Don't you hate...

mmmmm…Auburn locks. Um, well, doesn’t the new millenium start in 3 weeks? hehe

Actually, the consequence of Women’s Liberation is that you are now forbidden to open a door for a lady because she is a lady. You must now also open doors for gentlemen in the same circumstances. Equal opportunity for men going through heavy doors carrying packages!

Huh? No no no. Nauseous does mean “feeling nausea”. The word for “disgusting” is “nauseating”. This is according to my very authoritative Canadian Oxford Dictionary.

To Matt_mcl et al.: Fine and dandy if feminists insist on equal treatment for men and women. I have, in fact, on occasions opened a door for a man, as an expression of simple courtesy. And another thing: If I see a woman with both hands full approaching a door, I may not bother to ask her “May I open the door for you?” even if I know she reads Ms., uses only politically-correct speech and in fact is quite vociferous about feminism and sexism; it would in fact be a stupid question for me to ask–and I will maintain I am right no matter what her reaction to my gesture may be. :slight_smile:

*Byzantine: As to the topic of this thread: I’ve said it before but I hate it so much it bears repeating. I HATE those boom-box cars from hell! I don’t WANT to hear your rap “music” and believe me, I use the word “music” lightly. *

Then you’d really hate Haines Point in DC. It used to be a really nice place to take a riverside walk and to ponder the “Awakening” statue at the south end.

But now, guys with “boom box” cars park all up and down the roadway loop to wash and wax their cars, as well as play their ©rap music at 100+ decibels.

There’s even jerks who drag race here (this road is only rated for 15 mph). One such idiot didn’t make the hairpin turn at the south end, and ran into the Awakening. They had to remove part of it for months to repair it.

I wouldn’t go ballistic on you, but I don’t like it when someone opens a car door for me. It makes me feel like they think I’m helpless. I know it’s just a respect thing, but I don’t like it. ::shrugs:: As for a door into a building, I don’t mind that, and I often hold doors open for people of either gender.

I hate people that talk in the library, particularly if they’re the ones who work there.


~Kyla

“You couldn’t fool your mother on the foolingest day of your life if you had an electrified fooling machine.”

To Kyla: Suppose the man has the civility to ask you first, rather than taking it upon hismelf to open the door for you, whether you asked him to do so or not? Hey, then at least you can say, politely but firmly, “No, thank you,” and then go about your business.

Naturalists – but not the REAL naturalists but those who seem to feel that the cure for everything that ails you can be found in a plant that you got to eat and that the roots of all human evil is confined in red meat. I love a good steak, medium rare!
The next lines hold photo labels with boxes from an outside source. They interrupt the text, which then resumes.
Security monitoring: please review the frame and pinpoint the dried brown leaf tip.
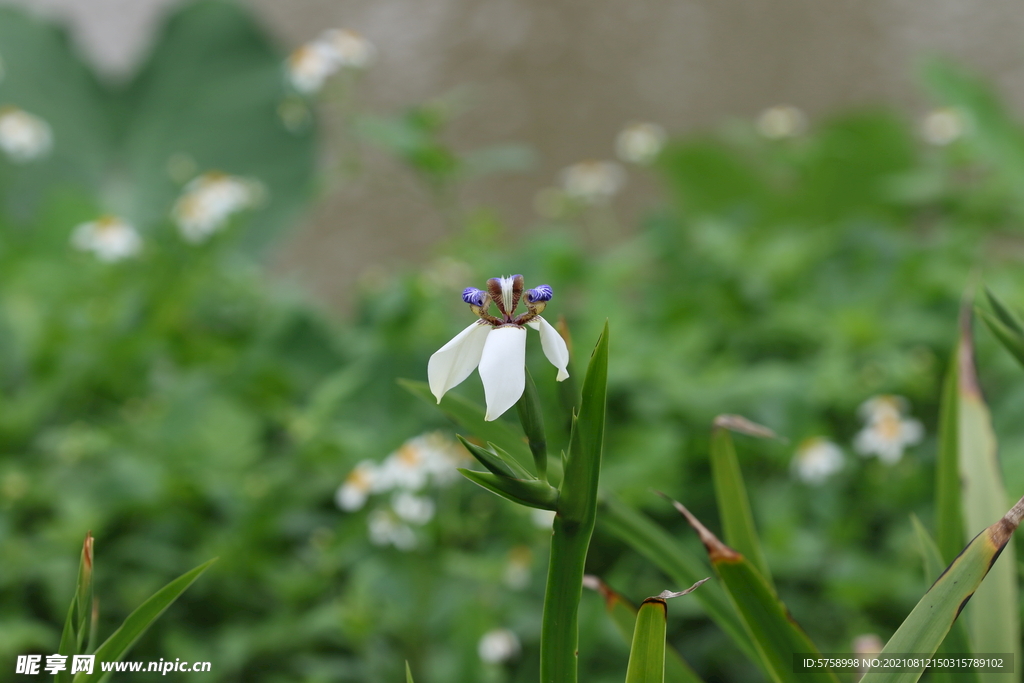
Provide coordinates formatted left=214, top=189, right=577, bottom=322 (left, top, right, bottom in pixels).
left=988, top=498, right=1024, bottom=548
left=655, top=492, right=743, bottom=562
left=712, top=415, right=782, bottom=440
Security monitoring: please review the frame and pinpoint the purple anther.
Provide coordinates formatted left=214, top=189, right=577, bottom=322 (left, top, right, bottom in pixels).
left=462, top=287, right=487, bottom=306
left=526, top=285, right=554, bottom=303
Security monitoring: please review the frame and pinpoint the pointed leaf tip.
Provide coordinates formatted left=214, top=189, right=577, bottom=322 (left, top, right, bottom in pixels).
left=712, top=415, right=783, bottom=440
left=654, top=577, right=711, bottom=600
left=654, top=492, right=743, bottom=562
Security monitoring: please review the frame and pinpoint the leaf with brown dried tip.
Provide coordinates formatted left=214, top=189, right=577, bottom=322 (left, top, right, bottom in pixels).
left=712, top=415, right=785, bottom=441
left=670, top=499, right=839, bottom=683
left=958, top=302, right=1021, bottom=683
left=861, top=498, right=1024, bottom=683
left=626, top=579, right=708, bottom=683
left=583, top=574, right=708, bottom=683
left=711, top=423, right=775, bottom=591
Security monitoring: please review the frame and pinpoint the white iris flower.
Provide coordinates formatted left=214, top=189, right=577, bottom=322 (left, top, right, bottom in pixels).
left=427, top=275, right=569, bottom=420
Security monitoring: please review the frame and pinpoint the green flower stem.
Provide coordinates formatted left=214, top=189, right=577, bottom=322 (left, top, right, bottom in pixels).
left=541, top=324, right=608, bottom=683
left=541, top=515, right=594, bottom=683
left=515, top=370, right=548, bottom=481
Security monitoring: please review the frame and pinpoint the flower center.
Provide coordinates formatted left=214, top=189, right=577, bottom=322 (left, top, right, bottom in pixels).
left=462, top=275, right=552, bottom=328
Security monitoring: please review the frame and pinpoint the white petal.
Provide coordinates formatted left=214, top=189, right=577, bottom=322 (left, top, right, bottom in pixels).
left=526, top=316, right=569, bottom=382
left=427, top=321, right=492, bottom=403
left=480, top=325, right=526, bottom=420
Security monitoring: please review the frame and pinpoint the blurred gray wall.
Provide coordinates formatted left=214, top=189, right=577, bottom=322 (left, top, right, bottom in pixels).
left=3, top=0, right=1024, bottom=303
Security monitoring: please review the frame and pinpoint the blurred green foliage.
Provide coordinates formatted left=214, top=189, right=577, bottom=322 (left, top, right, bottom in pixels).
left=0, top=1, right=1024, bottom=683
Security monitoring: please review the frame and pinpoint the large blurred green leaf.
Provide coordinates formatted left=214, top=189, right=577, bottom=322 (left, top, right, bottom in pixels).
left=0, top=7, right=114, bottom=218
left=0, top=0, right=315, bottom=247
left=117, top=0, right=315, bottom=245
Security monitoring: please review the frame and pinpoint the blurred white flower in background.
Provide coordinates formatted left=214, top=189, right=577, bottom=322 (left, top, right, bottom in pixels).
left=560, top=161, right=626, bottom=204
left=755, top=104, right=807, bottom=140
left=791, top=436, right=843, bottom=484
left=334, top=432, right=469, bottom=550
left=615, top=123, right=666, bottom=166
left=71, top=216, right=142, bottom=261
left=0, top=106, right=53, bottom=164
left=367, top=509, right=416, bottom=550
left=391, top=490, right=434, bottom=526
left=853, top=395, right=925, bottom=465
left=476, top=629, right=519, bottom=664
left=172, top=171, right=265, bottom=244
left=380, top=432, right=466, bottom=490
left=287, top=29, right=377, bottom=95
left=921, top=106, right=967, bottom=146
left=288, top=40, right=338, bottom=95
left=334, top=460, right=378, bottom=512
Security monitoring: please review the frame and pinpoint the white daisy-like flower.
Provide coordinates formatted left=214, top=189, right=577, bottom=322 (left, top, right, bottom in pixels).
left=921, top=106, right=967, bottom=146
left=367, top=510, right=416, bottom=550
left=615, top=123, right=666, bottom=165
left=791, top=436, right=843, bottom=485
left=318, top=29, right=377, bottom=69
left=427, top=275, right=569, bottom=420
left=287, top=40, right=338, bottom=95
left=391, top=490, right=434, bottom=526
left=375, top=432, right=465, bottom=490
left=561, top=161, right=626, bottom=204
left=755, top=104, right=807, bottom=140
left=71, top=216, right=142, bottom=262
left=287, top=29, right=377, bottom=95
left=172, top=171, right=262, bottom=244
left=476, top=629, right=520, bottom=664
left=853, top=395, right=925, bottom=465
left=334, top=460, right=380, bottom=512
left=0, top=106, right=53, bottom=164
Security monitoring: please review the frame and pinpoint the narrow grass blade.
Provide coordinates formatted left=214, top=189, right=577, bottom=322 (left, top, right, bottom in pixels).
left=910, top=515, right=981, bottom=683
left=75, top=558, right=217, bottom=683
left=977, top=308, right=1024, bottom=365
left=459, top=468, right=558, bottom=510
left=626, top=598, right=669, bottom=683
left=583, top=577, right=703, bottom=683
left=398, top=380, right=534, bottom=466
left=673, top=501, right=838, bottom=683
left=711, top=416, right=775, bottom=591
left=599, top=496, right=761, bottom=665
left=958, top=306, right=1021, bottom=683
left=75, top=531, right=93, bottom=653
left=861, top=498, right=1024, bottom=683
left=935, top=350, right=964, bottom=564
left=985, top=287, right=1024, bottom=337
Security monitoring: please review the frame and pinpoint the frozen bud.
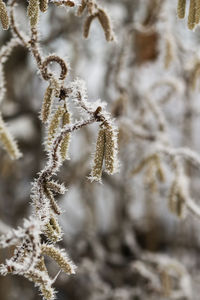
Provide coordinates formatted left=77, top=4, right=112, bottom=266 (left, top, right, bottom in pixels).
left=177, top=0, right=186, bottom=19
left=83, top=13, right=97, bottom=39
left=77, top=0, right=86, bottom=16
left=0, top=115, right=22, bottom=159
left=44, top=216, right=62, bottom=243
left=168, top=180, right=186, bottom=219
left=0, top=0, right=9, bottom=30
left=41, top=85, right=54, bottom=123
left=105, top=125, right=119, bottom=175
left=47, top=106, right=65, bottom=146
left=195, top=0, right=200, bottom=24
left=27, top=0, right=40, bottom=27
left=90, top=128, right=105, bottom=181
left=97, top=9, right=114, bottom=42
left=42, top=244, right=76, bottom=275
left=60, top=111, right=71, bottom=160
left=45, top=188, right=61, bottom=215
left=188, top=0, right=196, bottom=30
left=40, top=0, right=49, bottom=12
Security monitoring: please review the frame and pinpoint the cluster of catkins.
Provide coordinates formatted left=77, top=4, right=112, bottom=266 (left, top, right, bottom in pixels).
left=177, top=0, right=200, bottom=30
left=0, top=0, right=119, bottom=300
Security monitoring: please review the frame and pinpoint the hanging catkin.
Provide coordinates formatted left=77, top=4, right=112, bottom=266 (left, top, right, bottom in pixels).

Those trucks lowered to the ground so far that they scrape bottom pulling out of any parking lot, with about $5000 worth of paint, tires, rims and, of course, stereo speakers. They are useless for anything but looking at and I always thought there was a minimum height required for both cars and trucks. Why buy a truck if you’re not going to be able to carry even a paper cup in the back?

Gun fanatics. I own guns also but I still haven’t figured out just what right is given the average hunter to go out and buy a military style rifle that can blow the motor out of a car at two miles or get bullets that penetrate police vests and those which explode on contact. I guess some of these folks like to hunt with stuff that cannot only cut down any tree between them and the rabbit they want, but blow it into mince meat when struck.

People who just HAVE to dump that damn, heavily used, disposable diaper out of their car and onto a rain wet parking lot in the middle of summer – or any other time of the year. I really, really want to thank the makers of those diapers for inventing a new way to disgust me.

The recycling guys who come by to pick up the stuff, who, upon finding some wrong material in the bin you put out, promptly throw it across your lawn instead of leaving it in the damn bin! (I’ll be waiting out there in the morning, fellows.)

To Anomaly: Do you live in California? According to the Cailfornia Vehicle Code, no part of a vehicle except the tires may be closer to the ground than the bottoms of the wheel rims. Sounds like your manufacturer is flouting the law.